The other night, my friends and I were out celebrating the end of the semester and one of our friends, who is graduating early this December. Let's call him Matt. As we sat in Matt's dorm afterwards debating whether or not to order food (wings or pizza is always a big decision), I learned that Matt's parents just recently divorced a few months ago.
Upon hearing this information, my ears immediately perked up. You see, finding a person your age who is going through a divorce while in college isn't exactly common, so it's kind of exciting to come across someone who is experiencing the same thing as you. We're a rare breed, us college divorce kids. Finding a college kid going through divorce is kind of like when you're at the bar and meet a completely random person who 1.) was your kindergarten classmate before moving to Alaska ("You had Mrs. Sullivan too?! Shut. Up.") and 2.) who enjoys singing "I Don't Wanna Miss A Thing" at Karaoke Night just as much as you do. It's great.
As I grilled Matt on details about how he felt (as our other friends sat on Matt's bed giggling about my Dr. Phil-like questions), I was surprised about what Matt had to say. I was totally prepared to give Matt advice about how to deal with coming home for the holidays, what NOT to say to your mom when those final papers come in the mail and worst case scenario, give my whole look-on-the-bright-side-at-least-you'll-get-double-the-presents this year speech. But Matt didn't need my speech.
Turns out, not only does Matt's family live in a two-family house allowing his dad to simply move downstairs, but his parents' divorce "hasn't really affected" him.
But while Matt said the divorce had little impact on him (he has a job lined up and is apartment-hunting in Boston), he did say he felt guilty. He said he wished his parents hadn't waited so long to get a divorce, but they held out until their kids were finishing up college to do so.
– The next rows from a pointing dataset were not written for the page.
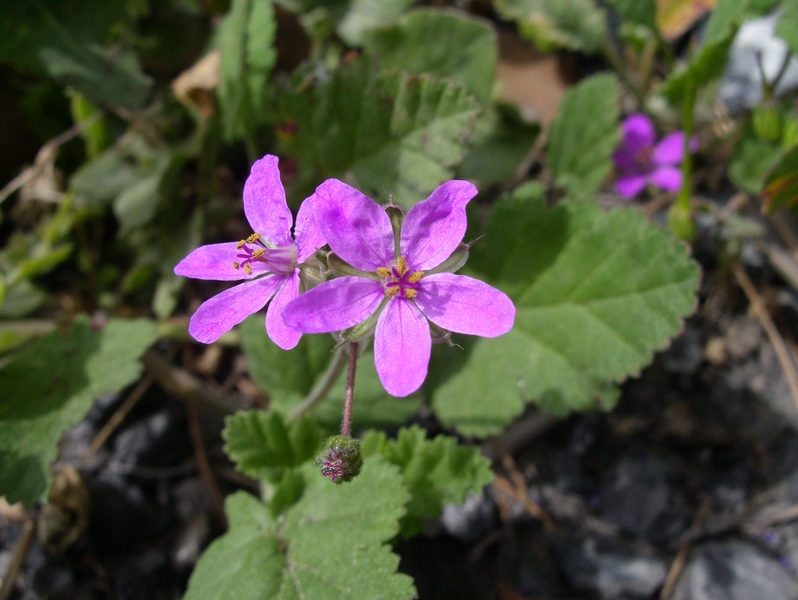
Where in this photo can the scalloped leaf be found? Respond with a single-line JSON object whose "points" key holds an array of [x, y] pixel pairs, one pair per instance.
{"points": [[264, 446], [584, 135], [288, 377], [437, 471], [555, 24], [246, 41], [422, 41], [384, 133], [330, 545], [596, 294], [50, 386]]}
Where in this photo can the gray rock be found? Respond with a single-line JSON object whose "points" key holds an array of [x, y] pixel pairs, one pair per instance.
{"points": [[734, 570]]}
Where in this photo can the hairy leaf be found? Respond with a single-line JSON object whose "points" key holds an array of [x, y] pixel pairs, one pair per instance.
{"points": [[437, 471], [288, 377], [422, 41], [554, 24], [390, 133], [330, 545], [49, 387], [263, 445], [584, 134], [596, 294]]}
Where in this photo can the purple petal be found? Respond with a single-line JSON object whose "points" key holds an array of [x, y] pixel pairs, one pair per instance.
{"points": [[334, 305], [282, 335], [264, 202], [667, 178], [638, 133], [629, 186], [402, 346], [221, 313], [465, 305], [306, 232], [357, 229], [434, 228], [215, 261]]}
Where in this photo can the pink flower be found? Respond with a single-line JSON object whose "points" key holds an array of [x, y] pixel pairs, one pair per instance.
{"points": [[269, 262], [398, 280], [641, 160]]}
I agree with Matt. He shouldn't feel guilty, but being in his shoes, it's sometimes just better to go through something like divorce sooner rather than later. When you're in college--especially during your freshman year--it's a tough life adjustment. There's those awful 8 a.m. classes, roommates who believe showering is a foreign concept and it is questionable if the beef served on Taco Tuesdays is actually meat. It's not easy to be away from home and get that kind of news. But at the same time, making the move to get a divorce is like making an appointment to get your wisdom teeth out--there's never a convenient time.
It's nice for parents to have that extra sensitivity and to think of their kids who are in college when they're going through something so personal and life-changing. But the truth is Moms and Dads, get the divorce when you want to get the divorce. Don't drag your feet for four years because you're worried about affecting your kids' college experience. It's definitely going to impact your kid no matter what year they are in school (or age), but it's not a deal breaker by any means. Trust me, your decision concerning when to have a divorce will not be responsible for ruining your kid's college years (although excessive amounts of Four Loko combined with frequent all-nighters might). I'm not saying you should dump the news on your kid when you're dropping them off during Move-In day before you drive off into the sunset, but sometimes ripping the Band-Aid off sooner rather than later gives everybody more time to heal. Waiting until they're about to graduate from college may buy you more time, but at the end of the day, hearing it your freshman year versus hearing it your senior year is going to probably feel the same way. I can't speak for all college students, but I'd rather have my parents divorce my freshman year when they wanted to than feel "guilty" that they suffered through an extra four tension-filled years just for my benefit. It just makes for resentful feelings later.
Parents, you can do a great job of hiding the Christmas presents under the bed every year and the fact that you'll still occasionally sneak cigarette breaks in the garage (hey, we all have our vices), but you can't hide tension. Don't wait until the tension is so thick that you need to use a knife to cut it when you could use a spork instead--it's way easier (and less painful).